Borel-Carathéodory theorem

This file proves the Borel-Carathéodory theorem: for any function f analytic on the open ball |z| < R such that Re(f z) < M for all |z| < R, we have ‖f z‖ ≤ 2 * M * ‖z‖ / (R - ‖z‖) + ‖f 0‖ * (R + ‖z‖) / (R - ‖z‖)

Main results

• Complex.borelCaratheodory_zero: The theorem under the assumption f 0 = 0
• Complex.borelCaratheodory: The general version of the theorem

Implementation Notes

The proof applies the Schwarz lemma to the transformed function fun z ↦ f z / (2 * M - f z), which maps the ball |z| < R into the unit disk provided that (f z).re < M for all |z| < R. After obtaining bounds on w, we invert the transformation to recover bounds on f.

Tags

complex analysis, Borel, Carathéodory, analytic function, growth bound

theorem Complex.borelCaratheodory_zero {f : ℂ → ℂ} {M R : ℝ} {z : ℂ} (hM : 0 < M) (hf : DifferentiableOn ℂ f (Metric.ball 0 R)) (hf₁ : Set.MapsTo f (Metric.ball 0 R) {z : ℂ | z.re < M}) (hR : 0 < R) (hz : z ∈ Metric.ball 0 R) (hf₂ : f 0 = 0) : ‖f z‖ ≤ 2 * M * ‖z‖ / (R - ‖z‖)

Borel-Carathéodory theorem for functions vanishing at the origin.

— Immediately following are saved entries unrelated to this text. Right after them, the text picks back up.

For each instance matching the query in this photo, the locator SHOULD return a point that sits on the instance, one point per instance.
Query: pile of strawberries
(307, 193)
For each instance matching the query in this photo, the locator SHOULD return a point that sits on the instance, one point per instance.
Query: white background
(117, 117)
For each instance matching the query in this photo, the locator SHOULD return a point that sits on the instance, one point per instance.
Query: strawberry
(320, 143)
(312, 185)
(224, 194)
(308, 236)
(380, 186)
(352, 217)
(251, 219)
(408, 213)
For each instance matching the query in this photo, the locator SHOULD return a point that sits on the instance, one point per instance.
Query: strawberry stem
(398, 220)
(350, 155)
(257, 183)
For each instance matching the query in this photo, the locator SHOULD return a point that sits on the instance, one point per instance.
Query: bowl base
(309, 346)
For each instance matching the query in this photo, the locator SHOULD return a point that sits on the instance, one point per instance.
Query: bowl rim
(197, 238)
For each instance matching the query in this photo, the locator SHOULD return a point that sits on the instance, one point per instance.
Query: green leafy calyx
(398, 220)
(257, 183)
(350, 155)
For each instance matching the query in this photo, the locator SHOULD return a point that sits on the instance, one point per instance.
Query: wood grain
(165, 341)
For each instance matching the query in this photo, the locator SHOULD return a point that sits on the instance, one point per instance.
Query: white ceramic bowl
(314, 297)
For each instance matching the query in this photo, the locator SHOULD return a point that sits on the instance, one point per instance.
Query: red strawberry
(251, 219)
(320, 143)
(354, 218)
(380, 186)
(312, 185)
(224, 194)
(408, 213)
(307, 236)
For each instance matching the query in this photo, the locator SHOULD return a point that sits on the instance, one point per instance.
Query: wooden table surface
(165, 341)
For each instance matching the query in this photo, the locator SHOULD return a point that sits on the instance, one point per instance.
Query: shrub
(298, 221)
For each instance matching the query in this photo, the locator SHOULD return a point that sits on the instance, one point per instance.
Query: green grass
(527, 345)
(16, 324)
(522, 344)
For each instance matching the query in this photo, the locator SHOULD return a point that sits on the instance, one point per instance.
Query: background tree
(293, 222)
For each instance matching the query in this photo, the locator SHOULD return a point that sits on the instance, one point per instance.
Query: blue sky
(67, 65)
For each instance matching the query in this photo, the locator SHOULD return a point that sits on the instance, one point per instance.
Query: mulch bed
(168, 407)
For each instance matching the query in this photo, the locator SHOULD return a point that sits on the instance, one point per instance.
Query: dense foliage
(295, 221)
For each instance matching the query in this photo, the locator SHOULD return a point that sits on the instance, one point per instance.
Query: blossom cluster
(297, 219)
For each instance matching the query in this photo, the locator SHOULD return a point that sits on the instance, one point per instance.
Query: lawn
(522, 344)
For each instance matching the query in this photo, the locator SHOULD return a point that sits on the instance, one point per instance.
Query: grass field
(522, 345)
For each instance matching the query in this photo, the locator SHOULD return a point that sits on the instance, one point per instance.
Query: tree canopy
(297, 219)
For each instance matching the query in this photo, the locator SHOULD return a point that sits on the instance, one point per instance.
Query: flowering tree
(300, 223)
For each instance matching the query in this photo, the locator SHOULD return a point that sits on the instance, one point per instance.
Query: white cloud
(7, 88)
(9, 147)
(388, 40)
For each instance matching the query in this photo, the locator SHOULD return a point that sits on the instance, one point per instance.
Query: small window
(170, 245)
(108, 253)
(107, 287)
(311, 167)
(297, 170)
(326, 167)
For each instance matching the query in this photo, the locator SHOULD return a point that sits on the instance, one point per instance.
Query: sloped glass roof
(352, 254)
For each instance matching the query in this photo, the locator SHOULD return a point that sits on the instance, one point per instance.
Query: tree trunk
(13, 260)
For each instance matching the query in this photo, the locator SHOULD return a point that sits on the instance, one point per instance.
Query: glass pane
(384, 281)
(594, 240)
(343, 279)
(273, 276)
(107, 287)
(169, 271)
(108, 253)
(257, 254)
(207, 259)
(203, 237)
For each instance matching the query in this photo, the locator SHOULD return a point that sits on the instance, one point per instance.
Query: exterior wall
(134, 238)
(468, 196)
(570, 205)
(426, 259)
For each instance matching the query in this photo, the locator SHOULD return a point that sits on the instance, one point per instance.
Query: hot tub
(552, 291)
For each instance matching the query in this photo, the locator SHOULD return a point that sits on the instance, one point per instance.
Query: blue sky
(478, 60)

If f is analytic on the open ball ‖z‖ < R, satisfies (f z).re < M for all such z, and f 0 = 0, then ‖f z‖ ≤ 2 * M * ‖z‖ / (R - ‖z‖) for all ‖z‖ < R.

theorem Complex.borelCaratheodory {f : ℂ → ℂ} {M R : ℝ} {z : ℂ} (hM : 0 < M) (hf : DifferentiableOn ℂ f (Metric.ball 0 R)) (hf₁ : Set.MapsTo f (Metric.ball 0 R) {z : ℂ | z.re < M}) (hR : 0 < R) (hz : z ∈ Metric.ball 0 R) : ‖f z‖ ≤ 2 * M * ‖z‖ / (R - ‖z‖) + ‖f 0‖ * (R + ‖z‖) / (R - ‖z‖)

Borel-Carathéodory theorem.

If f is analytic on the open ball ‖z‖ < R and satisfies (f z).re < M for all such z, then ‖f z‖ ≤ 2 * M * ‖z‖ / (R - ‖z‖) + ‖f 0‖ * (R + ‖z‖) / (R - ‖z‖) for all ‖z‖ < R.